Tuesday, November 27, 2012

Diversity? We don't need no stinking diversity!

So much for diversity and equality, as justice Ginsberg thinks that an all female supreme court should become the rule and goal. Really? But what about diversity and equality and fairness? and all those other egalitarian, secular, humanist representations of how things ought to be in a perfectly balanced and fair world?

I guess that all goes out the window once they feel they have the upper hand. You can count on it. Liberals are predictable. You cannot trust them, you cannot bargain with them, you cannot reach consensus with them and you definitely can never assume that simply because they have attained a stated goal that they are content with their victory.

No..... they will continue to come after every vestige of anything that opposes their absolutist philosophies. Interesting really, the very people who scream the loudest about fairness and equality, are in reality those quickest to assert their absolutely right of control over any issue and discriminate against all who oppose them.

The really sad part of this discussion, is that this country just re-elected a president who will now have the ability to skew the supreme court toward absolute liberalism and socialism.
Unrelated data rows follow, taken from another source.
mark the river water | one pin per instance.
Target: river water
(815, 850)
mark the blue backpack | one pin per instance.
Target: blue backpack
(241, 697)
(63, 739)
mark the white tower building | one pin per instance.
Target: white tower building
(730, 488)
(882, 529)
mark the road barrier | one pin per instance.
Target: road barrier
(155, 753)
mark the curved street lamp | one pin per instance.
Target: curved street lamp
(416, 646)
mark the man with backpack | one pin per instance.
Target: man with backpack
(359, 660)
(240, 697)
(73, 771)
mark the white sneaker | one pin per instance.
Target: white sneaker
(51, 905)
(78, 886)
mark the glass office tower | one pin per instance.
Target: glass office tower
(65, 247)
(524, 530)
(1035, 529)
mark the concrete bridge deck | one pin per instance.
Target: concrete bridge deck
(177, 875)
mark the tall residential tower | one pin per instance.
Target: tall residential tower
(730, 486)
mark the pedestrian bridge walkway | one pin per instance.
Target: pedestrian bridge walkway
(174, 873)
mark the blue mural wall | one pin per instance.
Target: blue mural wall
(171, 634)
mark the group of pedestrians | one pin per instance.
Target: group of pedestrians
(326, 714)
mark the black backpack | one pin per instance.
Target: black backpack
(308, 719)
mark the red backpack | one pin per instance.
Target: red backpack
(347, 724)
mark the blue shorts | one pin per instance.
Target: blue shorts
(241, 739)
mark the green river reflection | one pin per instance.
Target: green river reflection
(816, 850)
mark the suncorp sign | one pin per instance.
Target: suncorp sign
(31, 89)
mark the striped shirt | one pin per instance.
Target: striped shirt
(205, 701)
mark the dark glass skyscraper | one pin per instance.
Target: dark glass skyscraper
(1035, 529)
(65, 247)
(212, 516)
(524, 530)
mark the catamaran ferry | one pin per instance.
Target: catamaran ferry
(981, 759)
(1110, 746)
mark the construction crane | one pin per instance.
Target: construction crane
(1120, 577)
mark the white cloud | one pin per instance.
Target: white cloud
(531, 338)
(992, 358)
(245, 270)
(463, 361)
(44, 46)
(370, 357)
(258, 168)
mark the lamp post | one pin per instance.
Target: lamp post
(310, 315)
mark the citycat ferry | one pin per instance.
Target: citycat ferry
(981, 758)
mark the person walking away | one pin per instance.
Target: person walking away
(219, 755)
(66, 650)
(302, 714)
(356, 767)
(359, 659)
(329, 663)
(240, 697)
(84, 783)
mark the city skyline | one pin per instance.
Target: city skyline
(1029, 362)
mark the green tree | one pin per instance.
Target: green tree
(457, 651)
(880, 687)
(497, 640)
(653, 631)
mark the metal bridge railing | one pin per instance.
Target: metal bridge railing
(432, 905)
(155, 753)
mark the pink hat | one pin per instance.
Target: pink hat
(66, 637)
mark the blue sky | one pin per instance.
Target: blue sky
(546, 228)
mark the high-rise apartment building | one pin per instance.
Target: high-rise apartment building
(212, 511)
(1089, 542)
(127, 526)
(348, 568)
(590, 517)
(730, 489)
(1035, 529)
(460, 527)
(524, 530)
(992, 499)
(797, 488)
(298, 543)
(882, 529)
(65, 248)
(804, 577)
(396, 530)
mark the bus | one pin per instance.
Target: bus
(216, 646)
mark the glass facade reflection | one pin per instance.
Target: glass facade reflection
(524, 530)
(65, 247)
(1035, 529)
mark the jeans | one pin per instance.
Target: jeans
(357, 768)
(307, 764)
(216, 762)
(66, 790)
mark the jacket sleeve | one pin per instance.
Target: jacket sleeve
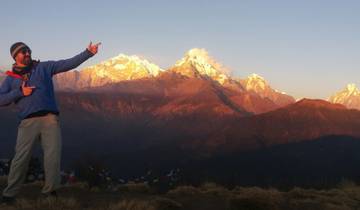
(7, 95)
(68, 64)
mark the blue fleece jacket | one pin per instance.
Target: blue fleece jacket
(42, 97)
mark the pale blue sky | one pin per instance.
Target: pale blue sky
(305, 48)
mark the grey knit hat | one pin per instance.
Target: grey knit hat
(15, 48)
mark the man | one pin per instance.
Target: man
(29, 85)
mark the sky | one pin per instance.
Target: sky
(307, 48)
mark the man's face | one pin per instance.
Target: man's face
(23, 57)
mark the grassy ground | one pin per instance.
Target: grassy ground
(207, 197)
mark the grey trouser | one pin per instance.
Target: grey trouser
(47, 130)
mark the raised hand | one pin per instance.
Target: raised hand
(93, 48)
(26, 90)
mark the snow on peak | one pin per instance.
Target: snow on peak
(204, 64)
(124, 67)
(349, 96)
(255, 82)
(351, 88)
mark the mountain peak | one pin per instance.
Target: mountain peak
(200, 61)
(352, 89)
(349, 96)
(255, 82)
(116, 69)
(305, 102)
(124, 62)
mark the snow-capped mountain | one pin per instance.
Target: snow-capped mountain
(198, 63)
(350, 97)
(260, 86)
(117, 69)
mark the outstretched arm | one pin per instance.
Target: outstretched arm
(71, 63)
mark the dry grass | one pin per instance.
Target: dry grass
(209, 196)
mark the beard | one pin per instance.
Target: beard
(27, 60)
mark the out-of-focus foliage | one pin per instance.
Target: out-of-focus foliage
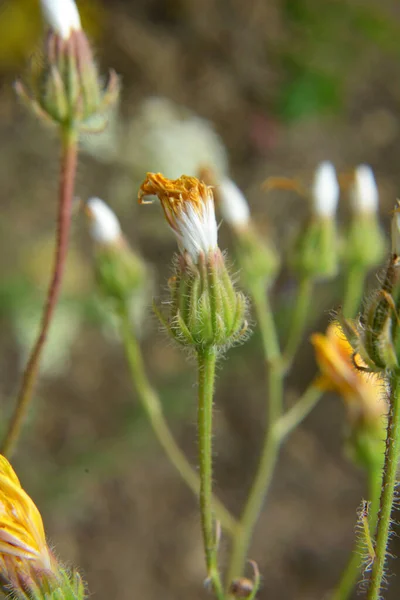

The only saving grace to that reality is that neither that court nor this nation will long survive the socialist gerrymandering that is now absolutely certain.

 Justice Ruth Bader Ginsburg attends California first lady Maria Shriver's annual Women's Conference 2010 on Oct. 26, 2010 at the Long Beach Convention Center in Long Beach, Calif. (credit: Kevork Djansezian/Getty Images)
Justice Ruth Bader Ginsburg hopes to see an all-female Supreme Court one day.

Ginsburg made the comment during a 10th Circuit Bench & Bar Conference at the University of Colorado in Boulder, according to CNS News.

“Now the perception is, yes, women are here to stay,” Ginsburg told the conference. “And when I’m sometimes asked when will there be enough and I say when there are nine, people are shocked.”

Ginsburg said that no one has “ever raised a question” when nine men were serving on the bench.

Ginsburg added that she felt “lonely” on the bench when she was the only woman on the Supreme Court after Sandra Day O’Connor retired.

“It was the wrong perception for people to see just a little woman and eight larger men,” Ginsburg told the crowd. “But now if you come to the court, we are all over the bench.”